Alberta as a whole is likely to be misunderstood by the rest of Canada. Typically, at least in the East, that province is perceived as the Canadian equivalent to the (legendary) “American Old West” (complete with cowboy hats). I’m certainly not saying that this association is accurate, especially given the level of inaccuracy involved in images of the “American Old West” in movies and literature. But I think that, in the Easterners’ skewed perception of Alberta, images from Western movies are more prominent than those of UofA. My feeling is that Edmonton is somewhat further from this “Western” stereotype than Calgary is. Yet both cities certainly have their own “personalities,” far away from stereotypes.

(As an aside. It’s customary for me to address stereotypes on diverse occasions. I know I’m walking on eggshells. My attitude is that stereotypes are important because they inform relationships between groups of people. I don’t condone stereotypes but I do enjoy taking them apart.)

Coming back to Texas. Like Alberta, it seems to be misunderstood by the rest of the country. And while the “American Old West” stereotypes are quite inaccurate, many people throughout North America (and even Europe) do perceive Texas through the “Western” lens. Several comments made by Austinites and visitors to Austin have demonstrated how far Austin is considered to be from the Western stereotypes. My impressions is that the Texas capital’s unofficial motto of “Keep Austin Weird” (used as a slogan for local businesses) partly refers to Austin’s eccentricity by opposition to stereotypes about Texas. Not exclusively, but partly. At least, this is the impression I get from intellectuals who talk about Austin.

So, both Edmonton and Austin might be cities which are specifically trying to break away from regional stereotypes. They both host important festivals with themes of marginality or independence.  As it so happens, both cities are capitals and neither city is the largest in its region. They both have important universities which have traditionally been better-known than universities in their respective rival cities.

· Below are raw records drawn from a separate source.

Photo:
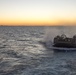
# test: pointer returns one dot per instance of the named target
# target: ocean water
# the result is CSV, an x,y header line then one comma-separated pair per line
x,y
22,54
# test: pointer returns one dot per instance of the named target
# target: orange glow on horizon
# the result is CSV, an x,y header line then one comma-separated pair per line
x,y
37,22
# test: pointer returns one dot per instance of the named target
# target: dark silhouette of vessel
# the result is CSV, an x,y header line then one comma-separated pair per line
x,y
64,41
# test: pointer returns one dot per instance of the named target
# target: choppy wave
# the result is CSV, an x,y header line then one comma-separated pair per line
x,y
22,54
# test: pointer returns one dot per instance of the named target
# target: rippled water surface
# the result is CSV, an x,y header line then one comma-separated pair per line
x,y
22,54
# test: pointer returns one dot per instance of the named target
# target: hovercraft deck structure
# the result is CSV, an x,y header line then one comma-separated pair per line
x,y
64,42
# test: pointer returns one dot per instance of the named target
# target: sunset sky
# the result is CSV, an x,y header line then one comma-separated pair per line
x,y
37,12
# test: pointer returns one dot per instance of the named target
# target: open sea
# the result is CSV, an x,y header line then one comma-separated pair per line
x,y
22,54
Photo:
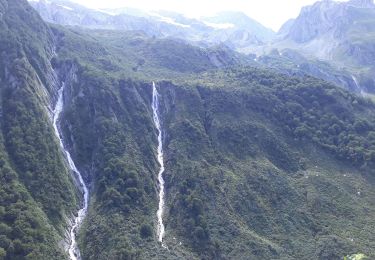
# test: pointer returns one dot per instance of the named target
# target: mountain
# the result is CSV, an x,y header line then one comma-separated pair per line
x,y
338,32
257,164
241,32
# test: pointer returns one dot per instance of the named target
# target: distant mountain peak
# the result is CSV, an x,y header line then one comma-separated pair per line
x,y
362,3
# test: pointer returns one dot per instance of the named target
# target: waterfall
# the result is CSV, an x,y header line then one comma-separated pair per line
x,y
156,116
358,87
74,253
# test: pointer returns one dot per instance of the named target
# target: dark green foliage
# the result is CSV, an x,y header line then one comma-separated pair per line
x,y
237,159
146,231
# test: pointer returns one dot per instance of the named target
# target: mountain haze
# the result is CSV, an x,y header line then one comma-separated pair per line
x,y
260,160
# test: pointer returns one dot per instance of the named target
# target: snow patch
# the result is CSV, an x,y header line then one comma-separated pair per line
x,y
219,25
169,20
105,12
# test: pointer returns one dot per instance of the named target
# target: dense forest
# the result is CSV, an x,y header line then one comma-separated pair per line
x,y
259,165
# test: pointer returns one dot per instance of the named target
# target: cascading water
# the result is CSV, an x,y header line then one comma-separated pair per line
x,y
358,87
74,253
156,113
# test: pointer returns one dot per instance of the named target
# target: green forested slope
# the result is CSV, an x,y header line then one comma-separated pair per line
x,y
37,193
256,170
258,165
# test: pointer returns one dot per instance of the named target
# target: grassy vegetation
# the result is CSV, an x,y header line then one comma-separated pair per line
x,y
258,165
37,193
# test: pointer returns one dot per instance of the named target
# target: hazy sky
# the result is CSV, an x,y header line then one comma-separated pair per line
x,y
271,13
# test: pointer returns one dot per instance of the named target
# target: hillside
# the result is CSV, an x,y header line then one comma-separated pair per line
x,y
258,164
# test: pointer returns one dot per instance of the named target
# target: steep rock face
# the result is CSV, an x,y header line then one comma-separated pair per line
x,y
239,30
38,193
319,19
234,177
340,33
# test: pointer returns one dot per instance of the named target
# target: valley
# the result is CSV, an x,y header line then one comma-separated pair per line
x,y
122,137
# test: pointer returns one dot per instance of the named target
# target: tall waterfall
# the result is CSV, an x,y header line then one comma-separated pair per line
x,y
74,253
358,87
156,116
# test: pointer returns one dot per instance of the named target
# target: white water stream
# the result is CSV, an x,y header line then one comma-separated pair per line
x,y
359,88
156,116
73,249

And they seem to be unofficial sister cities.

Now, how about Calgary and Houston? Well… Both are big oil cities. Does that mean anything? I really can’t tell. People seem to assume a lot from these broad impressions about cities. And I’m quite convinced that these assumptions eventually imply the influx of people who are seeking a specific lifestyle. My guess would be that both Calgary and Houston may attract people who enjoy the same kind of thing, including driving and attending rodeos. (I’m only half-joking.)

No idea about Edmonton on this point but I must say that Austin attracts drivers. Of SUVs. As a compulsive pedestrian, I perceive a disconnect between the “absolute necessity” of having a car in Austin and the ideals many Austinites seem to have about pedestrian-friendly lifestyle. As compared to Boston, Montreal, or even Chicago, Austin is not a pedestrian-friendly city. Some people want to change this state of things but it’s possible that their efforts are doomed unless they carefully assess the situation.

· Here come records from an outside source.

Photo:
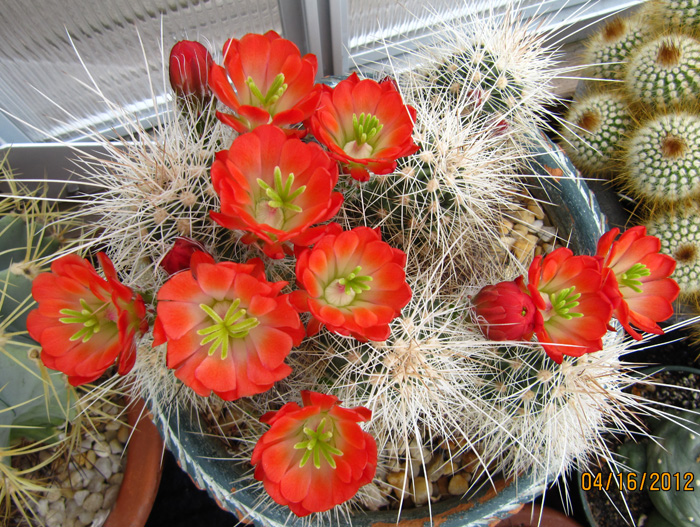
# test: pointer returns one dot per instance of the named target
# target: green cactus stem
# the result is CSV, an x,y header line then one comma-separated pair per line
x,y
600,123
609,49
679,232
662,159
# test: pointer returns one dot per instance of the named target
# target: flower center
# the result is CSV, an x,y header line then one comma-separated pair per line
x,y
630,278
88,317
274,210
365,128
274,92
342,291
317,444
563,302
233,325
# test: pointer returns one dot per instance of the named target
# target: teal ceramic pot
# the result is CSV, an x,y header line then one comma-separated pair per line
x,y
575,212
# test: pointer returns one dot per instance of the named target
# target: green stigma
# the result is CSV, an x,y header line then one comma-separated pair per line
x,y
630,278
316,445
281,196
355,282
274,92
366,126
233,325
564,301
86,316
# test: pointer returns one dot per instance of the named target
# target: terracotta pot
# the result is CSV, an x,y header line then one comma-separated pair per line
x,y
536,516
143,470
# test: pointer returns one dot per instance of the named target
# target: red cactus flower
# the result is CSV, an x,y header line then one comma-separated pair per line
x,y
178,257
505,311
353,282
316,457
641,291
189,71
272,82
228,329
274,186
365,125
567,290
84,322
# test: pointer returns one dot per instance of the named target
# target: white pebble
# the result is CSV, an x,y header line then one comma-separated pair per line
x,y
458,485
104,467
86,517
116,447
110,496
79,497
42,507
123,434
92,503
113,425
422,489
102,449
100,518
72,509
76,479
96,484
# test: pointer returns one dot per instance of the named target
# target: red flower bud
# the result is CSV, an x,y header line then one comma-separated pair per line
x,y
178,258
189,70
505,312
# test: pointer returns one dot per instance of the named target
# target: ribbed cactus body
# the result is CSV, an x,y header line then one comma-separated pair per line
x,y
677,13
479,76
602,121
679,232
662,159
609,49
665,72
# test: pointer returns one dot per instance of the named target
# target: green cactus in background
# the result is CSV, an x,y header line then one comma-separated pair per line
x,y
665,72
679,232
609,49
662,159
683,14
676,452
32,401
602,121
478,75
35,404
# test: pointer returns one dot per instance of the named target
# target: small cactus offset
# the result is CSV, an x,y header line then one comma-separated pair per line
x,y
609,49
662,159
681,14
479,76
665,72
600,122
679,232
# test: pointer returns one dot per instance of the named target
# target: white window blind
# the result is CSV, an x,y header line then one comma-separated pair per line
x,y
44,85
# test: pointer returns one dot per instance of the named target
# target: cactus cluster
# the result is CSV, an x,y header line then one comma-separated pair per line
x,y
609,49
36,404
679,232
656,160
602,121
665,72
662,161
436,379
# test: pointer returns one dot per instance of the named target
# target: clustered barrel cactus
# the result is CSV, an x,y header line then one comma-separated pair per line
x,y
653,156
353,268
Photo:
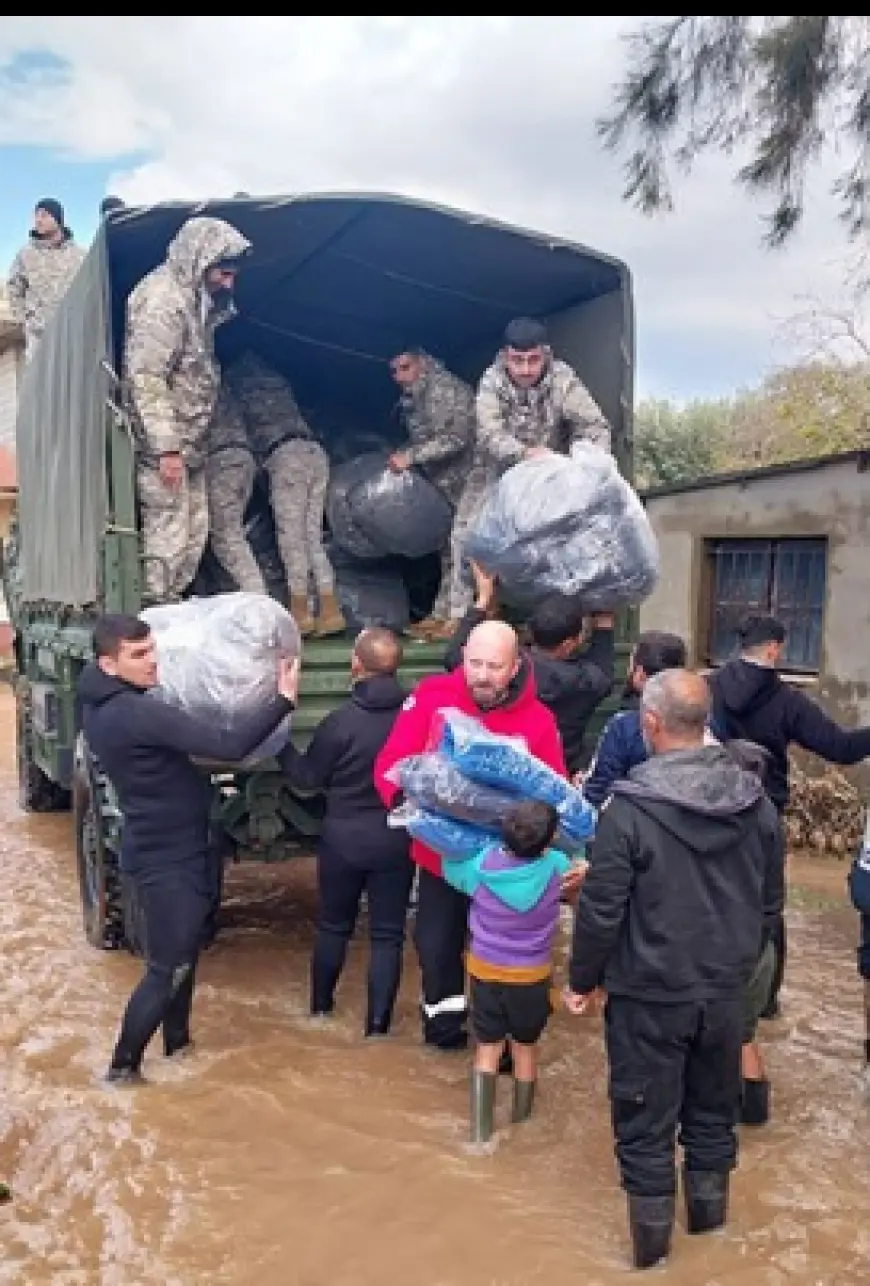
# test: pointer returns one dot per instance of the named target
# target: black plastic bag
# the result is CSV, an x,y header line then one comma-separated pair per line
x,y
374,511
567,525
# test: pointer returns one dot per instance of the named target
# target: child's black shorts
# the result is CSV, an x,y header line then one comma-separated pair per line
x,y
515,1010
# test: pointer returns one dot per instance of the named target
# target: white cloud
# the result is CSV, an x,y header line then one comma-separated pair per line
x,y
492,113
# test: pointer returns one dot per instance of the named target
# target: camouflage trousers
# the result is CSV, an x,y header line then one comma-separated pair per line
x,y
298,475
230,477
456,592
174,530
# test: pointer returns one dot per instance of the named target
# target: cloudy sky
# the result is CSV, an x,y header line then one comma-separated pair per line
x,y
494,115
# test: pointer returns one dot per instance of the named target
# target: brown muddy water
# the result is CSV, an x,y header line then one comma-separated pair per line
x,y
283,1154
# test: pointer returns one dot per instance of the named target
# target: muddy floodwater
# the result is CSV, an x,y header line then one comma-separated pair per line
x,y
284,1154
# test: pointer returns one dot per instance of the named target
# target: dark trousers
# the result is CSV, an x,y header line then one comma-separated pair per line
x,y
675,1071
341,885
440,936
175,908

Going back to my original analogy… I would add New Brunswick to the mix. Fredericton is like Austin and Edmonton while Saint John is like Houston and Calgary. Funny that Saint John should be an oil city the site of a major oil conglomerate [Edit 11/04/08 1:11:21 PM] and that Fredericton should be a capital. But I mean it more in terms of cultural associations.

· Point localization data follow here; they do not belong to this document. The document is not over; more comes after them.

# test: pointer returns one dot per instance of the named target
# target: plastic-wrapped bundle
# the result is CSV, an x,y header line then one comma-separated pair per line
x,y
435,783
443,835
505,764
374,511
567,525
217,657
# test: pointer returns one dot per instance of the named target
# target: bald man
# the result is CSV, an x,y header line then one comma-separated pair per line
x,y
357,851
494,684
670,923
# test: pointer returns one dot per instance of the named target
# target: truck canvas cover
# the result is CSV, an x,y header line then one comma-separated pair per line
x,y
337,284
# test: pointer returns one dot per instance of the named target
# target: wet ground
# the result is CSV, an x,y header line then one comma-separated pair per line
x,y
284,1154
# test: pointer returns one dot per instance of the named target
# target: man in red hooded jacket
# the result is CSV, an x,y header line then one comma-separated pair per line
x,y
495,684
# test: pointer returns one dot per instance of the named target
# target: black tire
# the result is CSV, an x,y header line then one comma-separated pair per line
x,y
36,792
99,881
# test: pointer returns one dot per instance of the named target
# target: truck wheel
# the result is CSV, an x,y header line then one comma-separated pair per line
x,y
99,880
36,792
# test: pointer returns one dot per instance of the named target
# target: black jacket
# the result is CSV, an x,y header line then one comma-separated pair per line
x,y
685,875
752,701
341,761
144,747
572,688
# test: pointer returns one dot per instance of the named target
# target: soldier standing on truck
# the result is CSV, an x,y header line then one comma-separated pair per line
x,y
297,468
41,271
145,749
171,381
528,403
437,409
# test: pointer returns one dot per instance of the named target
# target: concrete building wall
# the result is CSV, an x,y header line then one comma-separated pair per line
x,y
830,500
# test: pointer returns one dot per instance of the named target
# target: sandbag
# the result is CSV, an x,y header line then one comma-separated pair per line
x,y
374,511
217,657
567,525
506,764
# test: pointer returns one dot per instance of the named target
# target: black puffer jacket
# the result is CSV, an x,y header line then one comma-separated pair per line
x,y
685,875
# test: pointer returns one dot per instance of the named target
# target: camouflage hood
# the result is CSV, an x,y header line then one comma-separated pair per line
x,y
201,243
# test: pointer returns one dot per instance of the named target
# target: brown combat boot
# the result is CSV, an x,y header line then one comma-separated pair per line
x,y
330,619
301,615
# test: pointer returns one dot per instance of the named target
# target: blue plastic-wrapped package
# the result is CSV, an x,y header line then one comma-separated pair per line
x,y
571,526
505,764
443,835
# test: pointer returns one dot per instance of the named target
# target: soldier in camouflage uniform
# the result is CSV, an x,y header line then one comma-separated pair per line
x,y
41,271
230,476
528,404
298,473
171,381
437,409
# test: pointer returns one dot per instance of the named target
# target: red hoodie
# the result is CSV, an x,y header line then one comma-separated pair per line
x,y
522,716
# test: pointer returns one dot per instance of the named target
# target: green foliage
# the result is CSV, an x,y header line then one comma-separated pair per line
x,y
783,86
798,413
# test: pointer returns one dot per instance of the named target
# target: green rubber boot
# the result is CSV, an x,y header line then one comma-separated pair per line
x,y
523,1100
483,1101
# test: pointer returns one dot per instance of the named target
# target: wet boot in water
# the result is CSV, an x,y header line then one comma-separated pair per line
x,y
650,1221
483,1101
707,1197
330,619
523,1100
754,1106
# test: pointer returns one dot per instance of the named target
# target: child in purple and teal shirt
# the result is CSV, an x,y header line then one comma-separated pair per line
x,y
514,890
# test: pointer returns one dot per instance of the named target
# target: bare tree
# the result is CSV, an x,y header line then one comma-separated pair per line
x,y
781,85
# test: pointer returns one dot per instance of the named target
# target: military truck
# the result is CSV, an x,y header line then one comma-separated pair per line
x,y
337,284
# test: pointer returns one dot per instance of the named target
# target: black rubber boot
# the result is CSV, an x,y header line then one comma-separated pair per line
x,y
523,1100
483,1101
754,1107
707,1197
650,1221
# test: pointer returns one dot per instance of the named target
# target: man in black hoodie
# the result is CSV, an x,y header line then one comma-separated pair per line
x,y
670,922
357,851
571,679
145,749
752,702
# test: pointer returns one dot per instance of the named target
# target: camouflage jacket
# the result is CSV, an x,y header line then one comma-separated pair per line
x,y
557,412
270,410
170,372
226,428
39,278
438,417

The pattern doesn’t apply everywhere. It’d be very hard to fit cities in most other parts of North America or Europe in the model. In fact, I’m convinced that people will describe, in detail, how wrong I am in my associations between the four cities in the title.

But I still find it a fun thing to talk about.

Although I really enjoyed Fredericton and I’m currently enjoying life in Austin, I don’t mean to say that I’d dislike Calgary, Houston, or any other city. I feel that I can live in just about any city and, in the ten or so cities where I’ve lived for at least a month in the past eight years, I’m not always sure which I preferred. Actually, chances are that what I can do in a city is much more important than the city itself, in terms of my liking the locale.